湯逸臣神色淡淡地看著她,語氣變得不耐煩:“你可以不要對我的結婚對象好奇這麽多東西嗎?知道你現在在我眼中是什麽樣子嗎?在一個連老婆都不能自己選的人面前,秀自己可以和喜歡的男人在一起的優越感。”

“幹嗎把我說得這麽茶,我不問就是了。”

段嘉玲不快地嘀咕,一方面被他說得委屈,另一方面也能理解他突然沖自己發火。

你看。

湯曼珍和Leo結婚不是自願的,好歹他們是真心喜歡對方,有一定的感情基礎。

畢醫生和他老婆也是家族聯姻,好歹他們以前是中學同學,相互間認識多年,沒有愛情,也有同學情。
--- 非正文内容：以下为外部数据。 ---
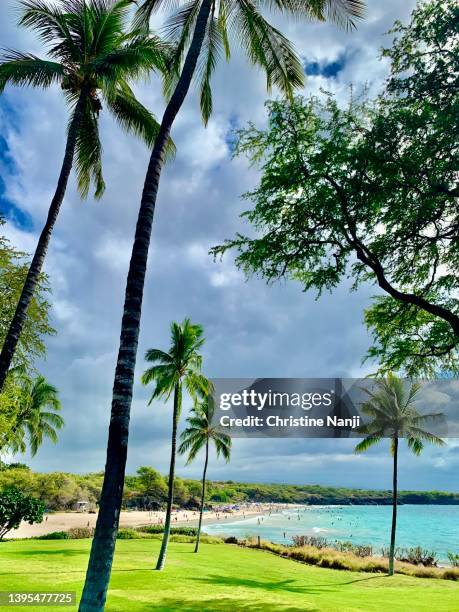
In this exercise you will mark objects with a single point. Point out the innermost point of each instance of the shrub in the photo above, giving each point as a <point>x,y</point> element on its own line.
<point>315,541</point>
<point>78,533</point>
<point>191,531</point>
<point>349,560</point>
<point>453,558</point>
<point>418,556</point>
<point>15,507</point>
<point>451,574</point>
<point>54,535</point>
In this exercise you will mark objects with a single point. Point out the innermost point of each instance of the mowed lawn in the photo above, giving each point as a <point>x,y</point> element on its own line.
<point>220,578</point>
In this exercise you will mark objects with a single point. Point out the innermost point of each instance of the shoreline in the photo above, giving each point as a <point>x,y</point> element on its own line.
<point>63,521</point>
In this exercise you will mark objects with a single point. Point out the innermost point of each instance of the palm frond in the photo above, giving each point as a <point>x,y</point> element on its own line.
<point>148,7</point>
<point>108,20</point>
<point>178,29</point>
<point>366,443</point>
<point>88,154</point>
<point>133,60</point>
<point>267,47</point>
<point>134,117</point>
<point>51,25</point>
<point>210,54</point>
<point>25,69</point>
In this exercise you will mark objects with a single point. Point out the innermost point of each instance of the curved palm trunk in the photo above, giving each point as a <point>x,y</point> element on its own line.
<point>394,511</point>
<point>33,274</point>
<point>203,497</point>
<point>170,493</point>
<point>103,546</point>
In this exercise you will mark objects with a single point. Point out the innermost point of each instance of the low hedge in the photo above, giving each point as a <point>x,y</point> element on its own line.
<point>333,559</point>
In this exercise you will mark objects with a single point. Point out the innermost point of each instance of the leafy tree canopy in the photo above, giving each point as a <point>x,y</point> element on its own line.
<point>370,192</point>
<point>13,271</point>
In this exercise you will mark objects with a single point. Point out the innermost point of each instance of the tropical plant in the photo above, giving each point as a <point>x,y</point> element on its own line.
<point>200,432</point>
<point>180,366</point>
<point>14,265</point>
<point>393,414</point>
<point>37,415</point>
<point>370,191</point>
<point>201,28</point>
<point>15,507</point>
<point>92,57</point>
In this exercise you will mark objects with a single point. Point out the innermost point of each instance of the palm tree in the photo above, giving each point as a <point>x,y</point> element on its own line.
<point>202,29</point>
<point>181,365</point>
<point>200,432</point>
<point>92,57</point>
<point>37,414</point>
<point>391,407</point>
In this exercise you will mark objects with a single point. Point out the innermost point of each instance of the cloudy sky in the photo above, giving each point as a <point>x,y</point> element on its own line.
<point>252,330</point>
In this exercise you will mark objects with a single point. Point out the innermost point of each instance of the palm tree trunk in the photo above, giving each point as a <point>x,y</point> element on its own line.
<point>203,496</point>
<point>394,511</point>
<point>103,546</point>
<point>33,274</point>
<point>170,493</point>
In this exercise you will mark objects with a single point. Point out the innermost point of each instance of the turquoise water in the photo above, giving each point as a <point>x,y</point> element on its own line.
<point>432,527</point>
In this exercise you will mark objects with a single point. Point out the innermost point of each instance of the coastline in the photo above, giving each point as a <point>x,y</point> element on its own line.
<point>63,521</point>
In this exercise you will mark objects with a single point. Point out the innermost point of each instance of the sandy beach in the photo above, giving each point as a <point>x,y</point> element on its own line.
<point>62,521</point>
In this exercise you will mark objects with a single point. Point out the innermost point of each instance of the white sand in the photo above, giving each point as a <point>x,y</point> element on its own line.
<point>62,521</point>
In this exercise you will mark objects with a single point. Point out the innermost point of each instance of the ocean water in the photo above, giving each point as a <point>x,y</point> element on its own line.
<point>430,526</point>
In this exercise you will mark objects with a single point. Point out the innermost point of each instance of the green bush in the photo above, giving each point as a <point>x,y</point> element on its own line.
<point>453,558</point>
<point>54,535</point>
<point>78,533</point>
<point>334,559</point>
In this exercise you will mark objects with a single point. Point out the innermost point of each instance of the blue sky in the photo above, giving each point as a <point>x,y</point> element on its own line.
<point>252,330</point>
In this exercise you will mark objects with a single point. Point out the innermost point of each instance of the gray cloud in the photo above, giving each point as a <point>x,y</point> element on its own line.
<point>252,330</point>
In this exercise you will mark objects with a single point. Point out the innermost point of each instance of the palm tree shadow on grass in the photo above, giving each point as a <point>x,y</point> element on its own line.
<point>282,585</point>
<point>223,605</point>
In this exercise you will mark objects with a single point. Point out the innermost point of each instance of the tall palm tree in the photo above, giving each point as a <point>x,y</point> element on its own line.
<point>202,28</point>
<point>37,414</point>
<point>92,57</point>
<point>180,366</point>
<point>201,431</point>
<point>391,407</point>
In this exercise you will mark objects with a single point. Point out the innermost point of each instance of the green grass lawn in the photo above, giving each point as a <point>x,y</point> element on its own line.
<point>219,578</point>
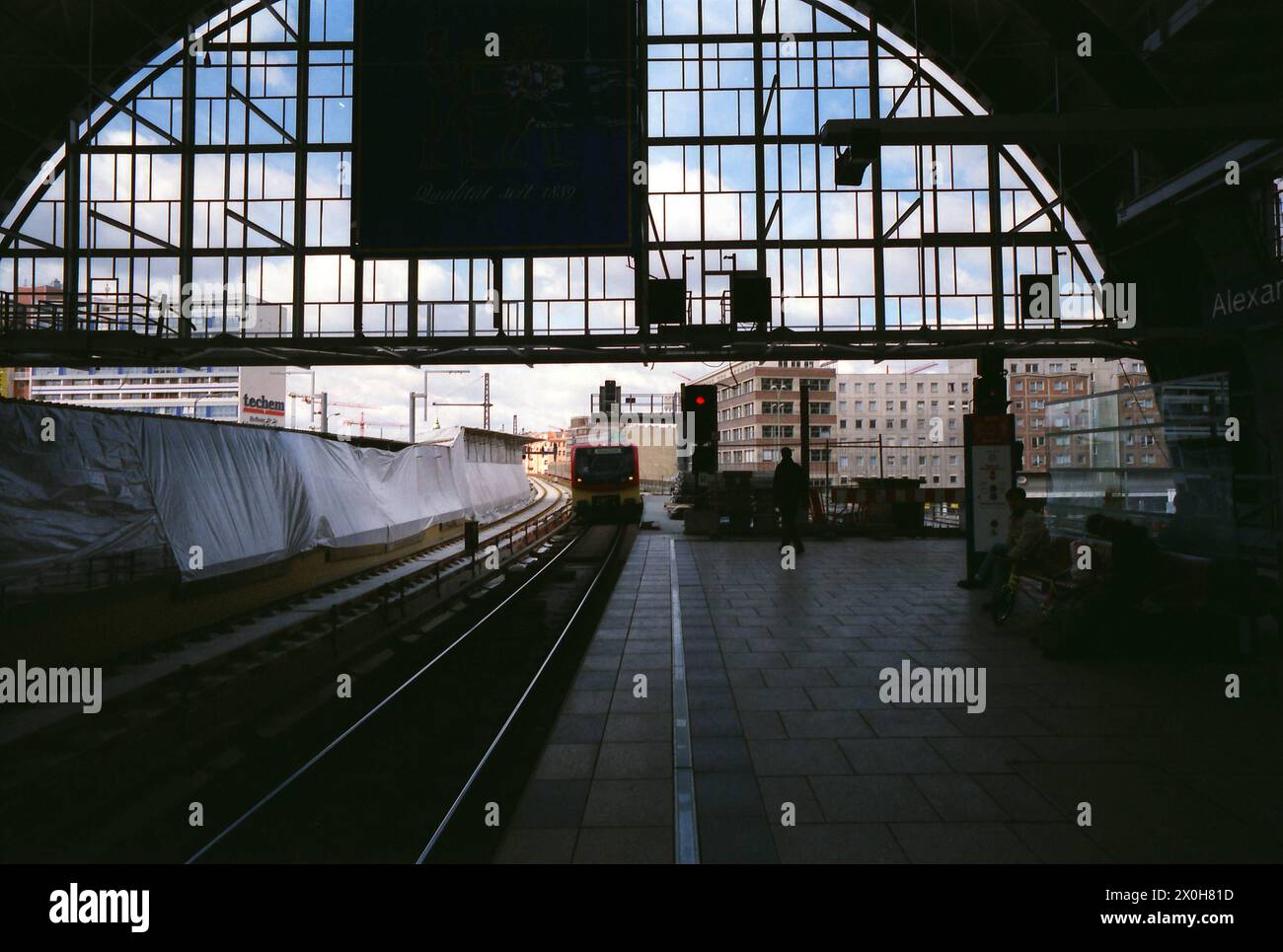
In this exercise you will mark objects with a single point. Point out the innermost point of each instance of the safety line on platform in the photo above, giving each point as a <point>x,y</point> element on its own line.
<point>684,827</point>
而他,完全就是盲婚啞嫁式的婚姻,連個感情過渡期都沒有,直接被安排了人生大事。看他平時找床伴都會挑一挑,娶一輩子的枕邊人卻一點挑的餘地都沒有,雖說是他自己為了事業主動接受這種婚姻,心裏肯定多少會有些不痛快。

思及此,段嘉玲心裏那點委屈消散了不少。

湯逸臣視線鎖在她身上,眼底幽深,藏著一些沒有對她言明的覆雜情感。

調整好情緒後才又開口,語氣比剛才柔軟一些:“過年期間,兩家人應該會正式見個面。你對她那麽感興趣,到時候就和她多說些話,和她搞好關系,給歸家留個好印象。”

“可以是可以,但主要是你要和自己未來老婆多說話,和她搞好關系。沒準你會愛上她。”

“也許吧。”

湯逸臣隨口附和,內心對自己未來的婚姻不抱任何期待。

對比一下他喜歡的這個養妹,他認為自己不太可能會愛上像歸靜這種沒有主見、乖乖接受父母安排、隨便把自己嫁給一個陌生男人的女人。

護士過來叫他們去見醫生,剛好他們的談話也告一段落。

段嘉玲脫下大衣,方便等下讓醫生查看患處,把大衣和包包一起鎖在置物櫃中。

剛才的熱敷讓她好了很多,依然不能直立行走,只能彎著腰,慢慢挪步。

湯逸臣在旁邊攙扶著她,好笑地打趣:“等你七老八十,變成一個老奶奶,可能就是這樣走路的。”

意思是,她現在走路像一個老奶奶?!

這對一個妙齡靚女是多麽沈重的打擊!

段嘉玲擡眸怒瞪他:“你禮貌嗎?!你摔一下尾椎骨試試?!這條醫院的破走廊怎麽這麽長啊!”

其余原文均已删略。